Clair-obscur

Van Gogh beschrijft dit Weefgetouw met wever in een brief aan zijn broer Theo als ‘een interieur met 3 raampjes die uitzien op het geelachtig groen, dat contrasteert met het blauw van ’t goed dat op ’t getouw wordt geweven en de kiel van de wever, die weer van een ander blauw is.’ De schemerige werkplaats is voor hem vooral ook interessant vanwege het ‘Rembrandtieke’ clair-obscur.

Afwisselend schouwspel

De kleding van de wever, het weefsel op het getouw en het landschap op de achtergrond bieden een afwisselend schouwspel van verschillende tinten blauw en groen. Het ‘houten monster’, zoals Van Gogh het weefgetouw noemt, laat een rijke schakering aan bruinen en zwarten zien.

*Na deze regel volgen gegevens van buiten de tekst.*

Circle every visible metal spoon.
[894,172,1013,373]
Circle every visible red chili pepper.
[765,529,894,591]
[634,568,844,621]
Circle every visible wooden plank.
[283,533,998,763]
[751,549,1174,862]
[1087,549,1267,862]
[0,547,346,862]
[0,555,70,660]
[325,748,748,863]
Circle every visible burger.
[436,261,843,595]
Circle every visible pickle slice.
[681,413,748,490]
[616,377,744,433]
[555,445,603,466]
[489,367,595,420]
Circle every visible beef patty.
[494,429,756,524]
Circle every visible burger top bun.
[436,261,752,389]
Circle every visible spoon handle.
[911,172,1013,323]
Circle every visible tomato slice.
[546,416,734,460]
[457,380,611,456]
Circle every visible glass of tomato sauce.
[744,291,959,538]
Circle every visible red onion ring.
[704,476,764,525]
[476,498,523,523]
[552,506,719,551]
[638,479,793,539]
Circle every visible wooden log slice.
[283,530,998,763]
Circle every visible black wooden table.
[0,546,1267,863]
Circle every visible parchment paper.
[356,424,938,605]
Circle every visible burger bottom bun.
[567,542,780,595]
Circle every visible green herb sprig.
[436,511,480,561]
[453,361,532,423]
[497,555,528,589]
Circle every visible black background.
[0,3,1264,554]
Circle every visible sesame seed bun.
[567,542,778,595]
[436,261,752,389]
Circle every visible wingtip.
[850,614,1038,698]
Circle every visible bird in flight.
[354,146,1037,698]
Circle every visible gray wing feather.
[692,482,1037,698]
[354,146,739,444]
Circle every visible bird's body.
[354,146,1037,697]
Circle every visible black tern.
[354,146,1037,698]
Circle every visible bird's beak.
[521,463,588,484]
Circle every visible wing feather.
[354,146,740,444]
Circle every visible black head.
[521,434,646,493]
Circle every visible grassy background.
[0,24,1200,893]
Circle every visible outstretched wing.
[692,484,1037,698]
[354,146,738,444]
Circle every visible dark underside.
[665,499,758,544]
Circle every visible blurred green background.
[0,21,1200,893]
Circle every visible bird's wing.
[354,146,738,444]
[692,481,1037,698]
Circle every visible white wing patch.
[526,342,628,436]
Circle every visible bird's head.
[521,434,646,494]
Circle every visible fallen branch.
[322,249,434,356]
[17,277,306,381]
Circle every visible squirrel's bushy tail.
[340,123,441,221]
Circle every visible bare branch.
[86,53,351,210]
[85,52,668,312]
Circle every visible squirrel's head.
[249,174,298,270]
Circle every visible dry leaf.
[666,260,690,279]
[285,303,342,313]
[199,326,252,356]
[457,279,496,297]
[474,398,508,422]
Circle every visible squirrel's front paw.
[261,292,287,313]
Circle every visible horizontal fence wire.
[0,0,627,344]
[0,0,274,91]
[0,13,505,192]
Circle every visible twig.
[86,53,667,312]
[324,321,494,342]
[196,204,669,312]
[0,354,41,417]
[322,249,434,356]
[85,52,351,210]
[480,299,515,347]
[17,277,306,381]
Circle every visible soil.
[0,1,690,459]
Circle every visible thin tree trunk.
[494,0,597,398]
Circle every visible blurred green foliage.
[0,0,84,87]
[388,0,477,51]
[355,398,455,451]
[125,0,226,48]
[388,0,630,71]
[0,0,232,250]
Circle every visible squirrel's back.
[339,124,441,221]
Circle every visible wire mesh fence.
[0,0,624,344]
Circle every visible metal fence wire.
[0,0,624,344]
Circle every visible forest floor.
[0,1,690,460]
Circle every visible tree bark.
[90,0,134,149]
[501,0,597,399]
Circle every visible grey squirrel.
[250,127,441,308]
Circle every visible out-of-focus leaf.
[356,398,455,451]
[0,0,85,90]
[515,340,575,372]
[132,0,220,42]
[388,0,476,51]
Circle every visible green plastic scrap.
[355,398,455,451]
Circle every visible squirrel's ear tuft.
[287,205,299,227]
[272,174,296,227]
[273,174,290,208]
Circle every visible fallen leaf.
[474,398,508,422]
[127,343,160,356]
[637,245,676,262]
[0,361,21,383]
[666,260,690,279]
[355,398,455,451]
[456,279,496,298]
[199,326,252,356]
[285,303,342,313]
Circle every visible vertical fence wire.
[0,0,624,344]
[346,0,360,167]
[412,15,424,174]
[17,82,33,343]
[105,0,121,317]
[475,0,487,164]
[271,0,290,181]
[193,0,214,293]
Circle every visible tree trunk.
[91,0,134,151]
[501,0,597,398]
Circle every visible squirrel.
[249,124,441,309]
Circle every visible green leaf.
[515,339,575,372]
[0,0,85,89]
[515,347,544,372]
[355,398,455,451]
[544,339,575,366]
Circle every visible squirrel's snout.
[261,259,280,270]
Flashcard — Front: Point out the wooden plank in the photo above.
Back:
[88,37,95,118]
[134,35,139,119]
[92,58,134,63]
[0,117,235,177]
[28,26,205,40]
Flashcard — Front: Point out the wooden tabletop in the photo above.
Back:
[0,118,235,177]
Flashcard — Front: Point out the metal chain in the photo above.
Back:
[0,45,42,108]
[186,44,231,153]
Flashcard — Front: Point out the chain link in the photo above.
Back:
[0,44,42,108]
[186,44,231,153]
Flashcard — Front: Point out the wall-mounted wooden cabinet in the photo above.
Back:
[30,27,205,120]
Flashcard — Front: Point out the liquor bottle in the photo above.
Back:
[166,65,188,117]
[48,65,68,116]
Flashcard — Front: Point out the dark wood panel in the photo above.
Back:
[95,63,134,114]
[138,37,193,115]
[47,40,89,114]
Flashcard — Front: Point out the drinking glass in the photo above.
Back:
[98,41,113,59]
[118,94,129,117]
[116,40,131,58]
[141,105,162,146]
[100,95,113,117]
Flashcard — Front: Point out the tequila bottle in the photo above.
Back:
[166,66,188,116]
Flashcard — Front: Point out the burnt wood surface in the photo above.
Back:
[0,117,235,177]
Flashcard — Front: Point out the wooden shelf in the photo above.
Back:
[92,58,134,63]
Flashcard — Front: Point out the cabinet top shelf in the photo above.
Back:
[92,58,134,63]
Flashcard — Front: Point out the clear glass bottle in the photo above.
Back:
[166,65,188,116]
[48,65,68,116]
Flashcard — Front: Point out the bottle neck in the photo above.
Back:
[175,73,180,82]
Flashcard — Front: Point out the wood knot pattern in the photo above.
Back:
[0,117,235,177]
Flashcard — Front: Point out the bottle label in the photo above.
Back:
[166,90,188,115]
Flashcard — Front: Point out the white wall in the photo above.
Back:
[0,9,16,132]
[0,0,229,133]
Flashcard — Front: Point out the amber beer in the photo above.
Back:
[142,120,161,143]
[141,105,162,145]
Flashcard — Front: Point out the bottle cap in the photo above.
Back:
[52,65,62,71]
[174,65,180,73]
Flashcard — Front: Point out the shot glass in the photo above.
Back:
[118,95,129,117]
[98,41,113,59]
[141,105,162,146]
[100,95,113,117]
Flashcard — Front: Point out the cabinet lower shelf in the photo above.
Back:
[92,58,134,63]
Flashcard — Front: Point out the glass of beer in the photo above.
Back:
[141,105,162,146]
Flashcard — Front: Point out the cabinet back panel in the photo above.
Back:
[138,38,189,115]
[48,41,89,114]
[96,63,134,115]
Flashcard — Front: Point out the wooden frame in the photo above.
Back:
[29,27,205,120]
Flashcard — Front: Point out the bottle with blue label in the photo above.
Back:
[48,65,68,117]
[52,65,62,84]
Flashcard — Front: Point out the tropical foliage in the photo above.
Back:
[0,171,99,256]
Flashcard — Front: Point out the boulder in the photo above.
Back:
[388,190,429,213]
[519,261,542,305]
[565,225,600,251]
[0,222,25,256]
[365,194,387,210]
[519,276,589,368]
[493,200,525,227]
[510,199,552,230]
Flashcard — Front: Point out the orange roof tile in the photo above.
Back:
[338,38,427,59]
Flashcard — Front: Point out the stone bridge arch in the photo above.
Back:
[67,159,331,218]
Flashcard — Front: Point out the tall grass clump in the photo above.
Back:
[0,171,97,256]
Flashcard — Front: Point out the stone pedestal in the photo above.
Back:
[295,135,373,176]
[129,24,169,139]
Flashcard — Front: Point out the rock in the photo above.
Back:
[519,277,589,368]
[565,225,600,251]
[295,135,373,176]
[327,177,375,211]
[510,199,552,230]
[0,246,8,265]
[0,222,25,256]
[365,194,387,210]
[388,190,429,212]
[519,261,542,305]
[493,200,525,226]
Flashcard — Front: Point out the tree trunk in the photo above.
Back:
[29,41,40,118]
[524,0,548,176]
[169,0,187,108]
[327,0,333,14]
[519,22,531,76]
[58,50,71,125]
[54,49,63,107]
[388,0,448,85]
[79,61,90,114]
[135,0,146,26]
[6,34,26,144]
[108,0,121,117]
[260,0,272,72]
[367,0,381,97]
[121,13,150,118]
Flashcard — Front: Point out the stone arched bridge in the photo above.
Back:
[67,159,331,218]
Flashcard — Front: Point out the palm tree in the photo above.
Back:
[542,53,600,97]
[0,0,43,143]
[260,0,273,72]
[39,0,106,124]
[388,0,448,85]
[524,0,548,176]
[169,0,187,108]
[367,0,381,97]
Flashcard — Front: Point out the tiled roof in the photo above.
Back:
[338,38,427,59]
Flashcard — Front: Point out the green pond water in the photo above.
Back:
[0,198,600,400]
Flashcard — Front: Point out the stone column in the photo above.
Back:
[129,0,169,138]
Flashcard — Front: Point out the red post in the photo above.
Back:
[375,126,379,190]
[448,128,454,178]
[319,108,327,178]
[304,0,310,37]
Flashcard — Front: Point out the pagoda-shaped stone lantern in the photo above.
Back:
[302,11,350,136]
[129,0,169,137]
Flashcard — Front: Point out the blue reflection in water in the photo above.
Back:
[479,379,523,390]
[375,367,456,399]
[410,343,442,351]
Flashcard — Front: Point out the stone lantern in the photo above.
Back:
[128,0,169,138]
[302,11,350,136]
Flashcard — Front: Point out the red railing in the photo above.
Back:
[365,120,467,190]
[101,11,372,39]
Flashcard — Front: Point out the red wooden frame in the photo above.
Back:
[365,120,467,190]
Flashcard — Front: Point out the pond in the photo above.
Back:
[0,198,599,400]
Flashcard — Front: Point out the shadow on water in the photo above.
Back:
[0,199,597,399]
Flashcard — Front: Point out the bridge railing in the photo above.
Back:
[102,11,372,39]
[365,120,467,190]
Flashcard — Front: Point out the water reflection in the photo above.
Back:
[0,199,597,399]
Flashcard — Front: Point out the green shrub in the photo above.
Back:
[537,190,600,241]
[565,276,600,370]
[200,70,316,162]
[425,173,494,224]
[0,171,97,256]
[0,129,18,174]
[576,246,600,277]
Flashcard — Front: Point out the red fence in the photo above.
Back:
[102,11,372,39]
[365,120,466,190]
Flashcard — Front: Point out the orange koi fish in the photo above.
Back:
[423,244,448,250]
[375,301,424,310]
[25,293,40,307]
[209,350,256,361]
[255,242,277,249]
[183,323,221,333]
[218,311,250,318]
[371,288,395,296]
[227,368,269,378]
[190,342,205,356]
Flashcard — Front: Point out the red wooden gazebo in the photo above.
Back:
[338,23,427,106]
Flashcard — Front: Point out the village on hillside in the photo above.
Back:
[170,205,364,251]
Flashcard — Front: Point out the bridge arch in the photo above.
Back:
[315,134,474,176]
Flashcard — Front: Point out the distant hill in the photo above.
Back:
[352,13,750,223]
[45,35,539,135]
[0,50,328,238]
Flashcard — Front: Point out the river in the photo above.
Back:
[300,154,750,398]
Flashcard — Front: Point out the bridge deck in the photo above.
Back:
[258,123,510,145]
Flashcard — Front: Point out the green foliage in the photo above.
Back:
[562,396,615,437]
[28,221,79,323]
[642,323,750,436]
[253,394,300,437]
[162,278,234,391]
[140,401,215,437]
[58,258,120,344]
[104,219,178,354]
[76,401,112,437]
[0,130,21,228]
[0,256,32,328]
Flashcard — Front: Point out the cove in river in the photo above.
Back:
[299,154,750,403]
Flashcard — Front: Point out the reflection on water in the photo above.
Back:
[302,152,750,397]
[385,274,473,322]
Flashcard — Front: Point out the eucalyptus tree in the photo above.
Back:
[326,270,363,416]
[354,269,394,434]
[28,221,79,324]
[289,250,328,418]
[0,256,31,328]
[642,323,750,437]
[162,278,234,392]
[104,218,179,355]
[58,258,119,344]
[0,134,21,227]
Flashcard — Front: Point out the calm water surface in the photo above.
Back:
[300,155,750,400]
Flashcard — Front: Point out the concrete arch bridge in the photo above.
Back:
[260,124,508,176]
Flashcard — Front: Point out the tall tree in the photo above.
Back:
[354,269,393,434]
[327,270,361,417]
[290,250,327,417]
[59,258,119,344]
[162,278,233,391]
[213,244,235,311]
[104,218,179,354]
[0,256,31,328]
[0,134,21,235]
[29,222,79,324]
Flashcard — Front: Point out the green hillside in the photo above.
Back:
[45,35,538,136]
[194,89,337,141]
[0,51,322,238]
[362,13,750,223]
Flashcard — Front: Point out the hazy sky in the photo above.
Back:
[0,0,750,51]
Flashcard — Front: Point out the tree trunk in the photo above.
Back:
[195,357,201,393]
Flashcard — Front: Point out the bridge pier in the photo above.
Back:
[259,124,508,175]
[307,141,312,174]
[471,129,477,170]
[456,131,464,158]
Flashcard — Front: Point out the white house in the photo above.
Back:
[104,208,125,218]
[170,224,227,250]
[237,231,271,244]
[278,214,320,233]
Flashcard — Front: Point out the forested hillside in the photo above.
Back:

Het contrast tussen binnen en buiten wordt hier versterkt door licht en kleur.

Karakteristieke houding

Van Gogh beeldt de wever in zijn weefstoel af in een karakteristieke houding: de linkerarm gestrekt om met het riet de inslagdraad tegen de stof aan te slaan en de rechterarm iets omhoog om met de zweep de schietspoel heen en weer te slaan.